File Repo Direct Import
packages/config/src/keyvault.ts common-plat Dynamic import (both)
dashboards/admin-web/src/app/api/ops/secrets/route.ts common-plat Both (Secrets Manager UI)

Python — Azure SDKs

File Repo SDK
src/audio/azure_stt.py LysnrAI azure.cognitiveservices.speech
src/cloud/cosmos_client.py LysnrAI azure.cosmos
src/cloud/blob_client.py LysnrAI azure.storage.blob
src/secrets/keyvault.py LysnrAI azure.identity, azure.keyvault.secrets
backend/src/secrets/keyvault.py LysnrAI azure.identity, azure.keyvault.secrets
backend/src/cloud/cosmos.py LysnrAI azure.cosmos
src/llm/text_cleaner.py LysnrAI openai.AzureOpenAI
backend/src/clients/openai_client.py LysnrAI openai.AsyncAzureOpenAI

Swift — Azure Speech SDK

File Repo SDK
iosApp/Services/AzureSpeechTranscriber.swift MindLyst MicrosoftCognitiveServicesSpeech
LysnrAI/LysnrKeyboard/KeyboardViewController.swift LysnrAI SPX framework (via CocoaPods)
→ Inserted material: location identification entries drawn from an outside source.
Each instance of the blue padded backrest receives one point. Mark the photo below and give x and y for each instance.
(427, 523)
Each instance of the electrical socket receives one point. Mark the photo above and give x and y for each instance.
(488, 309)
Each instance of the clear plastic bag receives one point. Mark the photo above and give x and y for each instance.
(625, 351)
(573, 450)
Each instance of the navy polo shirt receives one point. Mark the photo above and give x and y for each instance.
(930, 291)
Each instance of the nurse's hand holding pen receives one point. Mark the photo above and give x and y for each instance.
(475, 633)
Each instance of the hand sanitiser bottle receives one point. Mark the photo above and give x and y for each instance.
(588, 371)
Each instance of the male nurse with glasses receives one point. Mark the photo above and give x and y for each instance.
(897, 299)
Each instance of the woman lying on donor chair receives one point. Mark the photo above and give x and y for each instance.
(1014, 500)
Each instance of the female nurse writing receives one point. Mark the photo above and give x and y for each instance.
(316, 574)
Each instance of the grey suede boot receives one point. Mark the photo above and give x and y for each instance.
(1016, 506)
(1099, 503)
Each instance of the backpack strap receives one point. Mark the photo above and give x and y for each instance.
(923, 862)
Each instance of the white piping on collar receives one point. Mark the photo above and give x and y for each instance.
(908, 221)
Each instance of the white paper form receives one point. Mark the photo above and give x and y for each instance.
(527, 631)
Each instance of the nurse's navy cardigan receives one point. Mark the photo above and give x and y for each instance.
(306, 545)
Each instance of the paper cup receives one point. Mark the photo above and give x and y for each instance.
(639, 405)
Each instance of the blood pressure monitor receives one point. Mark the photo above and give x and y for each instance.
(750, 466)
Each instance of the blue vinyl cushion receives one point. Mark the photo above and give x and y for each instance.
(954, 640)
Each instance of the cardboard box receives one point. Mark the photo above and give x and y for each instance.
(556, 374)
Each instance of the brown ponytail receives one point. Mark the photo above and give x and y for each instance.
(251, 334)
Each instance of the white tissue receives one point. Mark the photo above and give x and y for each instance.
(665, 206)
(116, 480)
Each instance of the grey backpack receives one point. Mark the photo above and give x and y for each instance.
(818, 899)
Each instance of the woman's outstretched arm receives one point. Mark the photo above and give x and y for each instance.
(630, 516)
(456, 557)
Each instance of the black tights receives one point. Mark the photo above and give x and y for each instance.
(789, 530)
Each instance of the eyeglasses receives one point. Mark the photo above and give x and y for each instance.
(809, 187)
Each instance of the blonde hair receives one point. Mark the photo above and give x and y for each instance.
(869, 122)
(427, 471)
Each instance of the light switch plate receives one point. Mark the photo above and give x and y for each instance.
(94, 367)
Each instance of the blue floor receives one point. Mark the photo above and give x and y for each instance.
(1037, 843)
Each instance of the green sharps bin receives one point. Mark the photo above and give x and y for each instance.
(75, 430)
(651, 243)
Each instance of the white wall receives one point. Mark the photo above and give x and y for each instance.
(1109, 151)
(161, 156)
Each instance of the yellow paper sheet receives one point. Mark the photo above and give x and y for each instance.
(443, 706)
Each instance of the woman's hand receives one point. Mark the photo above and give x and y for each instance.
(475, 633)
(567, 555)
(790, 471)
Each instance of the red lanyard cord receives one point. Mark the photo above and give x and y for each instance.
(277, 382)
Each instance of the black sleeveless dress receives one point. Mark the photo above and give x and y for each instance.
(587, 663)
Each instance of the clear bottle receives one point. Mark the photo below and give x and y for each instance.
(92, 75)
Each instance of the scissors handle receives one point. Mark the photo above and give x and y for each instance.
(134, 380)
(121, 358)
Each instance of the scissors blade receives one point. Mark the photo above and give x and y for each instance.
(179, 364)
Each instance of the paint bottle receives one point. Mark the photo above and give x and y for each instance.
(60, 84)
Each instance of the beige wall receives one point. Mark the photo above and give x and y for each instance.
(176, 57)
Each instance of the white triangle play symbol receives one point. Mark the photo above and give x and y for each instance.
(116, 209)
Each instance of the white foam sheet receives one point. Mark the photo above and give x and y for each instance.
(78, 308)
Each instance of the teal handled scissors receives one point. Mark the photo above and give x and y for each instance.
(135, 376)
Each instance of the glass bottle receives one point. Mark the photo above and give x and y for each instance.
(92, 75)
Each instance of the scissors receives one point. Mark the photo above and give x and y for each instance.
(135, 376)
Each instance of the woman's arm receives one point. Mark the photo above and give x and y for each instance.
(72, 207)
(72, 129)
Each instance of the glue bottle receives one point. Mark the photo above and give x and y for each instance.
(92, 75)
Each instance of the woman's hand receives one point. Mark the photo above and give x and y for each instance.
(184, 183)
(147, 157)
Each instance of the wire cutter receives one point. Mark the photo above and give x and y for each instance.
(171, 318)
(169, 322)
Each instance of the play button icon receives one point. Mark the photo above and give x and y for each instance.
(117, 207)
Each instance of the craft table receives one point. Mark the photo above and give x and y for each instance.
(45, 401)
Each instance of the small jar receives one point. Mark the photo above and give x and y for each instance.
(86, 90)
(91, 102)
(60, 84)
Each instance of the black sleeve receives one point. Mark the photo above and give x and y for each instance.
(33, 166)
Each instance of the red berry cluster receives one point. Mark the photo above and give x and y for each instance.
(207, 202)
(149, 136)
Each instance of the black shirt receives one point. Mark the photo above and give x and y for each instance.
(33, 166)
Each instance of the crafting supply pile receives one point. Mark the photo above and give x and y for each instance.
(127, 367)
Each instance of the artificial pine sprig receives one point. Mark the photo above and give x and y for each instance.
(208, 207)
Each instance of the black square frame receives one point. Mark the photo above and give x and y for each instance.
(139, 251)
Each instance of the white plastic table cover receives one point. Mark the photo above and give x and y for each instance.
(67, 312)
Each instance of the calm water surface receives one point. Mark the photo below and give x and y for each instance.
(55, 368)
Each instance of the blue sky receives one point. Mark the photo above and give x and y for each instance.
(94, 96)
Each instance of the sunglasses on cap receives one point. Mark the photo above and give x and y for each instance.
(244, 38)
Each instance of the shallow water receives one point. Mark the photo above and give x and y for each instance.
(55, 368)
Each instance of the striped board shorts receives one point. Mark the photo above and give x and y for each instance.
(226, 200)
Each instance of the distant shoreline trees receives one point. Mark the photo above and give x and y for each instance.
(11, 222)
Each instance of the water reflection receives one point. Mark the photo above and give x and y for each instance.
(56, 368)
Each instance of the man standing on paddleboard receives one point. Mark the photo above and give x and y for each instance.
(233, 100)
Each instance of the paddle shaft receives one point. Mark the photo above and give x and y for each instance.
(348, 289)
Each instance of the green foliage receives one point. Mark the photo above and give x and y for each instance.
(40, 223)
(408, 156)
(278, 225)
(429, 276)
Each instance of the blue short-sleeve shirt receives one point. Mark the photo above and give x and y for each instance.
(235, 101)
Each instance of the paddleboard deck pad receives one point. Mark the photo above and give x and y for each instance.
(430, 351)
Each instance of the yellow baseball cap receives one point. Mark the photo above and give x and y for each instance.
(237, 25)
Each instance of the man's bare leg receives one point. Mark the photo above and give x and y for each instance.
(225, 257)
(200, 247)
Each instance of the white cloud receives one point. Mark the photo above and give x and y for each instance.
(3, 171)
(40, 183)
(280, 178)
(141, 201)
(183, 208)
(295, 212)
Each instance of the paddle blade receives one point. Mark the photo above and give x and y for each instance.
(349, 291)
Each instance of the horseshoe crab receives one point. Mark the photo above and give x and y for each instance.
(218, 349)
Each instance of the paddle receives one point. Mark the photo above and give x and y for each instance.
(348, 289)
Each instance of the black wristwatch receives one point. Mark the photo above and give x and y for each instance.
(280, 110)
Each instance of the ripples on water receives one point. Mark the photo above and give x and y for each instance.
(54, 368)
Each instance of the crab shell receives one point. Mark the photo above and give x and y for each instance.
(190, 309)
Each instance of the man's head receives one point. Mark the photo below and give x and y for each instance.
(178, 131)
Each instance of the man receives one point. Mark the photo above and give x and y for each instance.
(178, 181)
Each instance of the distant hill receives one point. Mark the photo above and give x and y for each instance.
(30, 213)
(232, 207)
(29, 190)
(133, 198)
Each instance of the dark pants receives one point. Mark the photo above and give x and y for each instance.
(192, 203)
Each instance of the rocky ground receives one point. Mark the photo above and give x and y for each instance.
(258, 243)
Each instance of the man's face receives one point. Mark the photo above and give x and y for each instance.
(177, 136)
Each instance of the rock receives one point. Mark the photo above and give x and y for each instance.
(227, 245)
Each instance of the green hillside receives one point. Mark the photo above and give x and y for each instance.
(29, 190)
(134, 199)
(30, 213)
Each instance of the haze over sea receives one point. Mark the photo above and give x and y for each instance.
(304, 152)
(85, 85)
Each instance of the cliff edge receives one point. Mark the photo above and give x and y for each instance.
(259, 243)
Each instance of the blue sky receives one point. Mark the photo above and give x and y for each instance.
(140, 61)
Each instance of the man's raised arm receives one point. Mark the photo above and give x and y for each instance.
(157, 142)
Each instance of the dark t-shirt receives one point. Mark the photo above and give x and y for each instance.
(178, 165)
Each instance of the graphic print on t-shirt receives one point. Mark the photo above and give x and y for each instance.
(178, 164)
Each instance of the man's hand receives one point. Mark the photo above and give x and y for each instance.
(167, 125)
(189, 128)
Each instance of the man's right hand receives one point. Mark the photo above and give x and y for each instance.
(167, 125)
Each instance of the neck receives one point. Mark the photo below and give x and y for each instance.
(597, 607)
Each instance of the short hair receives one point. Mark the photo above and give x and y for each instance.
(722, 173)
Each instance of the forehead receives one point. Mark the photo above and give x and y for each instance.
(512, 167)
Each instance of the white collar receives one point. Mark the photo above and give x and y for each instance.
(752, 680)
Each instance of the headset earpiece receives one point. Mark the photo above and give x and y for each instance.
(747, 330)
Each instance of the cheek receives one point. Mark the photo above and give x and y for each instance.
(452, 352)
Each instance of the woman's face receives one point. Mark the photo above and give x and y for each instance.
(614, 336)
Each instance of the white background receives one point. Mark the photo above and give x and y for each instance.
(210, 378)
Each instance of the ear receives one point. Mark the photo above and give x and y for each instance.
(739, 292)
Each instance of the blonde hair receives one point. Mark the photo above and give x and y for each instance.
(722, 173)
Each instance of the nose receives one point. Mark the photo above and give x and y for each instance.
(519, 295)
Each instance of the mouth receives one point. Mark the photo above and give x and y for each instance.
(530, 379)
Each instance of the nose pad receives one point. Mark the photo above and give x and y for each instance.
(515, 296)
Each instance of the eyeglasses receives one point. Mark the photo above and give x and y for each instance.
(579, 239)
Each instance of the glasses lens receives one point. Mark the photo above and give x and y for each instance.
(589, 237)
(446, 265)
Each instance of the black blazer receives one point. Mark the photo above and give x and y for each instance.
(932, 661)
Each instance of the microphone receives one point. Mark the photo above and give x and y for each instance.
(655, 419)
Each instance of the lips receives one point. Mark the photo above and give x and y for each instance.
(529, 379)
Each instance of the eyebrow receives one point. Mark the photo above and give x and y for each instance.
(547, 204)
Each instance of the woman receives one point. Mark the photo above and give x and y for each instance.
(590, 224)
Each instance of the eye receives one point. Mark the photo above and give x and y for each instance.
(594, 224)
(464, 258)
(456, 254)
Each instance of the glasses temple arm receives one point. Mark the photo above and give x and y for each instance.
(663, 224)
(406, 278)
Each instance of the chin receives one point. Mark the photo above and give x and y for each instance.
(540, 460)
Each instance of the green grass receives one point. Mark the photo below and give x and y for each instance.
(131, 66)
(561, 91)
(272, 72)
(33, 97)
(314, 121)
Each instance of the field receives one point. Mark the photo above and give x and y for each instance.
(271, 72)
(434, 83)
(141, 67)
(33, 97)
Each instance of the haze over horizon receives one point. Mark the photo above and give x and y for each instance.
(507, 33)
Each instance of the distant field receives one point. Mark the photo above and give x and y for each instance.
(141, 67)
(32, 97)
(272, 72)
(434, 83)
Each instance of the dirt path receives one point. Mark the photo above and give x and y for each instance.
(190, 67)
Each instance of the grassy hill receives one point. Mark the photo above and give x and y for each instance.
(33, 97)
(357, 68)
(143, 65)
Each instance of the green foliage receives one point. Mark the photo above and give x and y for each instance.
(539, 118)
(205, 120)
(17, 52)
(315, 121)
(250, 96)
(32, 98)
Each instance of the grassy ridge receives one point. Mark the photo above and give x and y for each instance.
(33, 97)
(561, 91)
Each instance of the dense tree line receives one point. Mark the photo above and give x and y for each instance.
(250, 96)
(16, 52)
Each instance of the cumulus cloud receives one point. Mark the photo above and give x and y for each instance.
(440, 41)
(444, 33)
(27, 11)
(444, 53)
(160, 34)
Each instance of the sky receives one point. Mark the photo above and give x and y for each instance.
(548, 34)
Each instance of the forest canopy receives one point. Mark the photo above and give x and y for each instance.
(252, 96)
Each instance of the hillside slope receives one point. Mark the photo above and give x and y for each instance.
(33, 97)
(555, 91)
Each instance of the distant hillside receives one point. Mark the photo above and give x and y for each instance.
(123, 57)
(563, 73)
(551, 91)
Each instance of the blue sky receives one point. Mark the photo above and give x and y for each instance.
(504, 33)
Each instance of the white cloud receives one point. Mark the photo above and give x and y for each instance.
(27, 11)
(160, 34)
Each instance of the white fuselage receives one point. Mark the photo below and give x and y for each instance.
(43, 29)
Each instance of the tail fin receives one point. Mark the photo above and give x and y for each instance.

Appendix B: SDK & Package Inventory

npm packages (TypeScript)

Package Version Used By Swappable
@azure/cosmos ≥4.0.0 @bytelyst/cosmos, admin-web, MindLyst web Medium (query rewrite)
@azure/storage-blob ≥12.0.0 @bytelyst/blob Easy (S3 compat)
@azure/identity latest @bytelyst/config, admin-web secrets Easy (remove)
@azure/keyvault-secrets latest @bytelyst/config, admin-web secrets Easy (remove)

pip packages (Python)

Package Version Used By Swappable
azure-cognitiveservices-speech ≥1.42.0 Desktop STT Hard (deep SDK integration)
azure-cosmos latest Desktop + backend Cosmos client Medium (pymongo swap)
azure-storage-blob ≥12.24.0 Desktop blob client Easy (boto3 swap)
azure-identity ≥1.19.0 Key Vault auth Easy (remove)
azure-keyvault-secrets ≥4.9.0 Secrets resolver Easy (remove)
openai ≥1.60.0 AzureOpenAI / AsyncAzureOpenAI Trivial (change class name)
opencensus-ext-azure ≥1.1.0 Optional telemetry Trivial (remove)

Swift packages / CocoaPods

Package Used By Swappable
MicrosoftCognitiveServicesSpeech (SPX) LysnrAI iOS, MindLyst iOS Hard (need alternative streaming STT)

Document generated by automated codebase analysis. Numbers are accurate as of 2026-03-01. Update as the codebase evolves.